Interview in the San Francisco Bay Guardian

03_97-guardian

Lynne Sachs: An American Original
1993

By Tom Erikson


“I just tumbled into filmmaking,” Lynne Sachs admits. “It made so much sense to me. It gave me a chance to pull in poetry, looking at trees, listening to the sounds of grasshoppers, cars, and babies. The words go with reflections on politics to parables. And all of it can fall into this vessel that’s a film I might make. Film is completely full of possibilities.”

A bicoastal artist and teacher, Lynne Sachs is presently teaching film at Rutgers University while in process with her fourth short feature, A Biography of Lilith. Last week she participated in The Roxie Cinema’s Madcap Women’s Film and Video Festival, screening two early 1990s works, The House of Science and Which Way is East, as well as excerpts from Lilith. The new film combines narrative, documentary, and experimental techniques to tell the story of Adam’s first partner, who was thrown out of the garden of Eden for, as Sachs puts it, “wanting to be on top in sex.”

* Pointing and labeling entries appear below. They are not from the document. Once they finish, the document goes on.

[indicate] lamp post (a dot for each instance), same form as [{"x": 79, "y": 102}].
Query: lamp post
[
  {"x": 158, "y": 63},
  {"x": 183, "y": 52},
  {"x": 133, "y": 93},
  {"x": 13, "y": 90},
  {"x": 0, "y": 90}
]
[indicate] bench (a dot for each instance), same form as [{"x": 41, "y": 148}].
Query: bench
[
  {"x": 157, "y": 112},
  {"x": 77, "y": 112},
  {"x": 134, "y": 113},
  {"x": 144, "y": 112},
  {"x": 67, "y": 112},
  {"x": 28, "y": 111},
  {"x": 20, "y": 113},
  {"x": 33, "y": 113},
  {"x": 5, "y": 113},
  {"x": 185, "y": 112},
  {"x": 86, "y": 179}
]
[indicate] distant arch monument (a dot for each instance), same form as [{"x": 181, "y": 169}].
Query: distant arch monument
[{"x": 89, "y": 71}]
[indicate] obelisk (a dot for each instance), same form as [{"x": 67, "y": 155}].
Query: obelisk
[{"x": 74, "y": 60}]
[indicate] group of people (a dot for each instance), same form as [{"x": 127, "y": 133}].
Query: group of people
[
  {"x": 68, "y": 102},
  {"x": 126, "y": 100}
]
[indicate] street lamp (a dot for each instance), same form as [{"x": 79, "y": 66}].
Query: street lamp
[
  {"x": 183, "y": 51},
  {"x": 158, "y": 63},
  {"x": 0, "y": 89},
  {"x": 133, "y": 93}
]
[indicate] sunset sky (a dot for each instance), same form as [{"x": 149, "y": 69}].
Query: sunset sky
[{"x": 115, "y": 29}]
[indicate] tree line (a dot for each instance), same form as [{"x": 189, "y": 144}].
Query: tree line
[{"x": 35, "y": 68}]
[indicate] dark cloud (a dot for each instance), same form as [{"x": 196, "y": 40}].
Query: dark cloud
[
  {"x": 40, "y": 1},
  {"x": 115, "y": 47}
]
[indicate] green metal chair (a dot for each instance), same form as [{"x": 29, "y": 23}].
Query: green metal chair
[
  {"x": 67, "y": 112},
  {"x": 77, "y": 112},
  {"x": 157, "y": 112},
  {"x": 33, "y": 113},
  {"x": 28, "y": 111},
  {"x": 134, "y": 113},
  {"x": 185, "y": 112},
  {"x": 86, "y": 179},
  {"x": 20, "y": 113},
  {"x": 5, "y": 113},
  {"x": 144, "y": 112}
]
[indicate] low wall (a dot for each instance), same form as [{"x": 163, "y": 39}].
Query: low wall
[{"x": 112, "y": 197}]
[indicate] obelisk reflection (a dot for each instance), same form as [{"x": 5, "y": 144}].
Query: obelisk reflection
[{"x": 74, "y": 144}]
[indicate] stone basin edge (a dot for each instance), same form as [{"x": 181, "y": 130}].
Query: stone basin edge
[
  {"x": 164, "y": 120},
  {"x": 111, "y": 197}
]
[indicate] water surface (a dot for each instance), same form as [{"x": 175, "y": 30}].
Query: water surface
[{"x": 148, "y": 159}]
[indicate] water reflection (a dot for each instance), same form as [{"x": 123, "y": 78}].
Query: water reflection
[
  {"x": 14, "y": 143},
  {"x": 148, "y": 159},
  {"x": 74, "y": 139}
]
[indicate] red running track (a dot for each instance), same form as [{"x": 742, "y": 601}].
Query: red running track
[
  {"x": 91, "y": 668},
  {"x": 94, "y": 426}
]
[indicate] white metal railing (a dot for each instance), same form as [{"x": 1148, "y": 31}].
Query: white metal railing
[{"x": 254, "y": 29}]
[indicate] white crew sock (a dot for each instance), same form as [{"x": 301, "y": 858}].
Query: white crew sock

“Lilith has been demonized throughout the history of Jewish and Middle Eastern culture,” Sachs explains. “She is pretty much absent from the Bible, except for a cameo appearance as a minor demon in the Book of Isiah, but she is a character that has moved through Jewish mysticism for centuries. The Cabala discusses her. And she turns up as a character on the TV show Cheers. For all different reasons people feel connected to Lilith.”

At first, Sachs was having difficulty capturing on film the sequences that would convey her main character’s story. The experienced actress cast in the role “had not lived a Lilith life,” Sachs discovered, so she was recast as Eve and a New York stripper was hired. The woman, although not trained as an actress, inhabited the role so perfectly that Sachs was inspired to film her in a series of documentary style interviews that greatly expand the themes of the piece. Poetry and music have also been included – personal poems by the director, songs of the East Bay a cappella trio Charming Hostess, and music by San Francisco composer Pamela Z, for instance. All of this – combined with a running narrative of Sachs’ own reactions to the emotional complications of her two pregnancies, and filmed sonograms and footage of the birth of her first child, Maya – will make for an extremely affecting movie.

“Every film I’ve made has involved a total immersion in a subject,” Sachs explains. “That’s why they take so long. I have done an incredible amount of research for Lilith because I want it to be not only about the most personal things, but also about aspects of life that are out there in the world that I have no knowledge of. So the film explores certain aspects of Judaism, while it has also been about accepting the precariousness of being a mother and an artist.”

“A film goes with you wherever you go,” Sachs concludes. “It’s similar to how some people want religion to be. It can be both a solace and a place of incredible emotional controversy. You can’t put you finger on it. Its about a way of being. You live inside it.”